Between 1 January and 30 June 2015, UNAMA documented 28 civilian casualties (five deaths and 23 injured) from Afghan Air Force operations, compared to 98 civilian casualties (41 deaths and 57 injured) from 1 July to 31 December.
The argument that Petraeus, O’Hanlon and others make about indigenous airpower is that the Afghans don’t have enough. That once the AAF figures out how to use its new Tucanos, Jengis, and Mi-35 gunships, that the tide of the war will turn. Which tide has been ebbing for the better part of the last half decade, based on the insurgency tidal charts that are American press releases.
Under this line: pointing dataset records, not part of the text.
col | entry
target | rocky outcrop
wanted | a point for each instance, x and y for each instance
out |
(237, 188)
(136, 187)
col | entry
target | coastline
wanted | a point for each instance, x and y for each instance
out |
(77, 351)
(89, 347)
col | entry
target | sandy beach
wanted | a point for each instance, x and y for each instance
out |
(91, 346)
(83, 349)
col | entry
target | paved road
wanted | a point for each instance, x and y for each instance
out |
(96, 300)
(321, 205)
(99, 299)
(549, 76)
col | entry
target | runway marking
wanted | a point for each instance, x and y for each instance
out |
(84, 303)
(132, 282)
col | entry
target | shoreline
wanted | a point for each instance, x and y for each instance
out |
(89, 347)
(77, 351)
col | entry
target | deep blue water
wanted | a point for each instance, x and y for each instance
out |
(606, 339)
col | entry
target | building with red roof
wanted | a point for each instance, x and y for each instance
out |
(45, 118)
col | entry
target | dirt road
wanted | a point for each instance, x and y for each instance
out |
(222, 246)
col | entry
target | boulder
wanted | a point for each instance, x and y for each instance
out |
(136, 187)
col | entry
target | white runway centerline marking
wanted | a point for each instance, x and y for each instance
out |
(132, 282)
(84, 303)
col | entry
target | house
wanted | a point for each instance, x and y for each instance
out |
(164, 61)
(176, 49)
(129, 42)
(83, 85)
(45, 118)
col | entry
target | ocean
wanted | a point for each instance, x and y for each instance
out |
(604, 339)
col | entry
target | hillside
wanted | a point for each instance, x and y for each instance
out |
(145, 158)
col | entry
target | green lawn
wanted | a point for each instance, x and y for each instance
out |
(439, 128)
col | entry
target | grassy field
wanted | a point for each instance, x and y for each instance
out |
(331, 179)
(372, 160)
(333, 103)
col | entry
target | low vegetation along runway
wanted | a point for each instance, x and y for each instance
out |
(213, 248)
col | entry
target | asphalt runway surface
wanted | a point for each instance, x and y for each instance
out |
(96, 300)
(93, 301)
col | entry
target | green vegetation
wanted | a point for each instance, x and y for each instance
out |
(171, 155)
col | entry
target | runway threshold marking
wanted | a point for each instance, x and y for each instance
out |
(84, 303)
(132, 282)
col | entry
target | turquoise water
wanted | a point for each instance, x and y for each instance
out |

Except the problem isn’t one of quantity, but of quality. The Afghan tragedy here is twofold: that more Afghan civilians were killed and wounded in 2015 than ever before, and that Afghan forces are indifferent to protecting those civilians on the battlefield. The exponential increase in Afghan civilian casualties caused by the AAF underscores that indifference, and more AAF aircraft is going to mean more dead Afghans.
The conventional wisdom is that this is an Afghan problem. Except that absolves the architects of America’s longest interventiongasm of culpability. Because modern war is done on a timeline, the Afghans were handed security responsibility for their country before they were ready. And the Americans knew that.
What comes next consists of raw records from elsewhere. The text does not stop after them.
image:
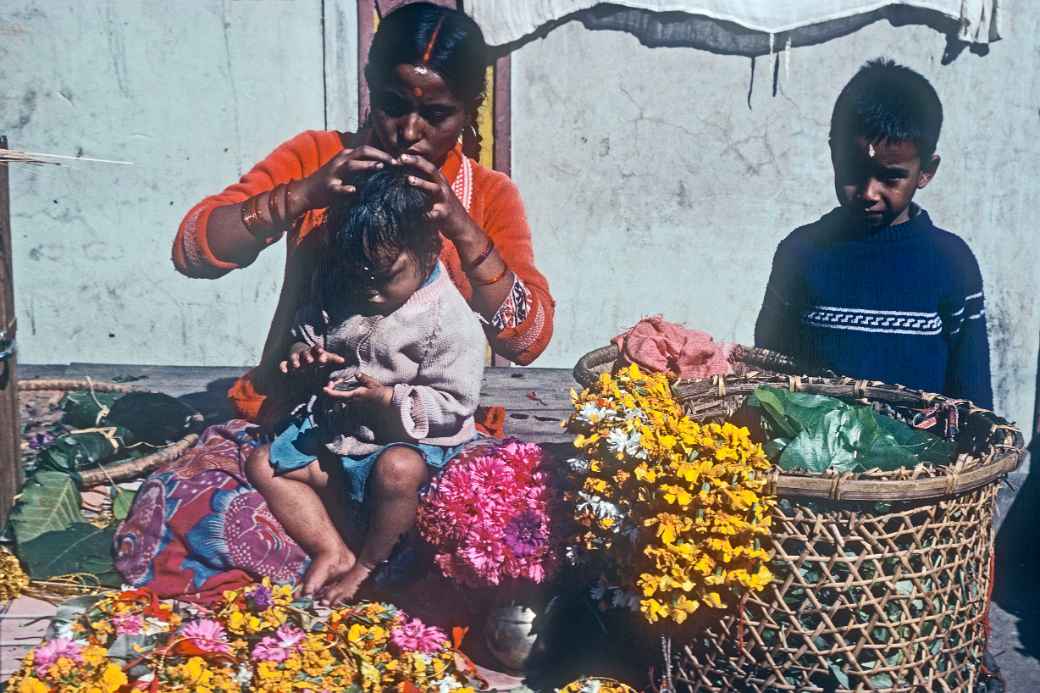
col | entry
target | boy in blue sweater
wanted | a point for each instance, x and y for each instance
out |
(874, 289)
Because you’ve got to break a few civilian eggs to make a counter-terror omelette, the UNAMA report will help the US make the case for greater involvement heading into the rest of 2016 and beyond. Which is what the Pentagon wants: the firepower to defeat the Taliban and Daesh here in the graveyard of restraint.
Never mind that back when this was still the “good” war, US forces had more aerial firepower than they could use. Never mind that this had no long-term effect on the Taliban. And never mind that the nascent Afghan Air Force is already on pace to kill a whole lot more innocent people than the Americans ever did.
The Pentagon and voters like bombing campaigns for the same reason: fewer dead Americans. Except they make for terrible strategy in a country that often sees its own forces as more foreign invaders. It’s hard to win hearts and minds when you keep blowing so many of them up.
* In a previous version of this post the percentages were lower. Because the author is not so great with the maths.